Alright.

First, about Waffles. It seems to be a toolkit for supervised learning, mostly, that means "given a set of things from class A and a set of things from class B, generate a model that allows me to classify things into A and B automatically". It also has tools for clustering, that is "given this data, figure out what classes there are (possibly with the number of classes as input)". Neither of these are neccesarily useful for generating new things that are 'like' some given input.

For doing that, the typical Thing To Do (tm) is training a markov model with your data. In short:

A markov model consists of "states" an d "transitions", which have "probabilities" and "emissions". For every "state", there is a number of "transitions" to different "states", which are taken with some given "probability", and then "emit" something. It's probably easiest to look at this graphically.

This is a graphical representation of a markov model. the circles are states, and the arrows are transitions. The things in "" are emissions, and the numbers are probabilities. The transition probabilities here depend only on the current state, making this a "first order" markov model. If they depended on the previous two states, it would be a second order model, etc. If there were no states, it would be a 0th order markov model, but that's silly so lets ignore that.

It should be relatively obvious how to generate new things when you have a model like this: You just start in the start state, and then pick a transition according to the probabilities given, append that transitions emission to the output, and keep doing that until you land in the end state. The actual problem is figuring out the model, given some input data.

There's two cases here, one being a bit harder but more poweful, and one being a little less powerful, but easier. The more powerful thing is "hidden" markov models - hidden refering to the state sequence that is passed through. They are generally a pain, and are trained with variations of the Baum-Welch algorithm, and generally only first order models are used.
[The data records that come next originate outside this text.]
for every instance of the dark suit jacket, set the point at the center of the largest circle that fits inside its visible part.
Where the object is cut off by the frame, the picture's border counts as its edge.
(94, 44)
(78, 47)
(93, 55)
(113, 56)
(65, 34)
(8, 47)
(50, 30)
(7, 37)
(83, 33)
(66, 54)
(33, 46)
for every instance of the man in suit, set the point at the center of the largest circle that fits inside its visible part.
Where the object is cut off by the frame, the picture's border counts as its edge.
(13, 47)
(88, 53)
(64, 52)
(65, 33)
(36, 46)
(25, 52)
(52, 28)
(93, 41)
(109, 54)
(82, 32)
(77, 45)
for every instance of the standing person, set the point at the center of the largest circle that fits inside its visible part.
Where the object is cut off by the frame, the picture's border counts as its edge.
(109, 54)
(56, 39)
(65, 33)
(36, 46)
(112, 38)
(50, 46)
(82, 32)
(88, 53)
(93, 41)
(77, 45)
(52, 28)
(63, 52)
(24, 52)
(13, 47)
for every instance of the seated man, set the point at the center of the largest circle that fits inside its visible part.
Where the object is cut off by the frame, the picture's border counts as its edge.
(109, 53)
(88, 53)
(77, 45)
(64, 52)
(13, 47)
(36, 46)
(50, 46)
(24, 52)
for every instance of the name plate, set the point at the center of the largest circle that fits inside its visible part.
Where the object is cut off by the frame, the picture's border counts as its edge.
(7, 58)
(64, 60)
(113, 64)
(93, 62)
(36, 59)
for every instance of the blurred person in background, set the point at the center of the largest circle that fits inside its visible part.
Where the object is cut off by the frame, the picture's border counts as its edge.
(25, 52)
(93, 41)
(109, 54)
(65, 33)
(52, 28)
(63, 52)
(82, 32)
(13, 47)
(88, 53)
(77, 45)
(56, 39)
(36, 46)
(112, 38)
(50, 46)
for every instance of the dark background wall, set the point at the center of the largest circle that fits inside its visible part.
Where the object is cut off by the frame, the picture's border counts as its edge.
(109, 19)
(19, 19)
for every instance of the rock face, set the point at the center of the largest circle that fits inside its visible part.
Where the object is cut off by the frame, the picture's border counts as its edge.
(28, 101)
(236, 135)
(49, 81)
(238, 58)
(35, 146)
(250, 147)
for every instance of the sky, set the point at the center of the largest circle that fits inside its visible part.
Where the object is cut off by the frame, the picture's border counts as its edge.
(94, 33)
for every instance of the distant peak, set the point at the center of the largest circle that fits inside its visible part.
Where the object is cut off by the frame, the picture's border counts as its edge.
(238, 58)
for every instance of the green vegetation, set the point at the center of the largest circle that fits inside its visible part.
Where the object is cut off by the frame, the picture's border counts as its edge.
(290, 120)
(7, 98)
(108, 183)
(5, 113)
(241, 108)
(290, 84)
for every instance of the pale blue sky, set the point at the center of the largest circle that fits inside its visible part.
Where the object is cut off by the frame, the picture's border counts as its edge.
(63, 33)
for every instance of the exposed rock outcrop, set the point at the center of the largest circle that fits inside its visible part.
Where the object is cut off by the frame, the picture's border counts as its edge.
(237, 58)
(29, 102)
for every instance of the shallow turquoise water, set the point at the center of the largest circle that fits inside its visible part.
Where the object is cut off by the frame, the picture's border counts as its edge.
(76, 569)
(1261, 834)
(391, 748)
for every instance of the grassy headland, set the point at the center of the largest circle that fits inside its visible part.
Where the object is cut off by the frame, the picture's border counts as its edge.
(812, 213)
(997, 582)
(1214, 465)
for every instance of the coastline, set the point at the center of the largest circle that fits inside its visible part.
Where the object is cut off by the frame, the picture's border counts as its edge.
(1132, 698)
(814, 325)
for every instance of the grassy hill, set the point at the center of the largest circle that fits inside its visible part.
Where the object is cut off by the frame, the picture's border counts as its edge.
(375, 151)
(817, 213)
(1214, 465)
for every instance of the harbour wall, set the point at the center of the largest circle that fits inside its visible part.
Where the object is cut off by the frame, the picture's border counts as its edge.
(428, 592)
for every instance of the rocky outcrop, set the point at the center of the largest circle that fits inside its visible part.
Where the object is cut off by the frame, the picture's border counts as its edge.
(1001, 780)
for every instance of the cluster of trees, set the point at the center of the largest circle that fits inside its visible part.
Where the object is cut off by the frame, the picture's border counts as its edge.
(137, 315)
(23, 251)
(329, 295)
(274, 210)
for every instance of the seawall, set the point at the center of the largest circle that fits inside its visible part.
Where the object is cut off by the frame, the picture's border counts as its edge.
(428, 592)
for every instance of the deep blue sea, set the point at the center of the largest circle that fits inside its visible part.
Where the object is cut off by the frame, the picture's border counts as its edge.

They are important for speech recognition and the likes, but since we only want to generate text, and need not assume hidden states, we can do something easier.

Simply put, we count the number of occurrences of each input symbol in each state (state being the last input symbol - or, for an nth order markov model, the last n symbols), and finally divide by the number of total occurrences, so, for example, given:

**START** I love cake **END**
**START** I love pancakes **END**
**START** I really love cake **END**
**START** You love cake **END**

We'd get the states:
**START**, I, love, cake, really, pancakes, You, **END**

With occurrence counting:
"**START**" => 3 * I, 1 * You
"I" => 2 * love, 1 * really
"love" => 3 * cake, 1 * pancakes
[...etcetera]

So now, we have a model, which can then generate text, which might or might not make a lot of sense. This model, for example, might generate "You love pancakes". It will never generate "You really love cake" or "I love you", since the training data never had "really" following "you", or "I" following "love". It's too simple to not make sense, but as soon as you have a little more training data, grammar goes out of the window fast. Higher order models might make a little more sense, but might become overtrained and not generate new things a lot. Generally, second and third order is pretty decent at not being *too* nonsensical.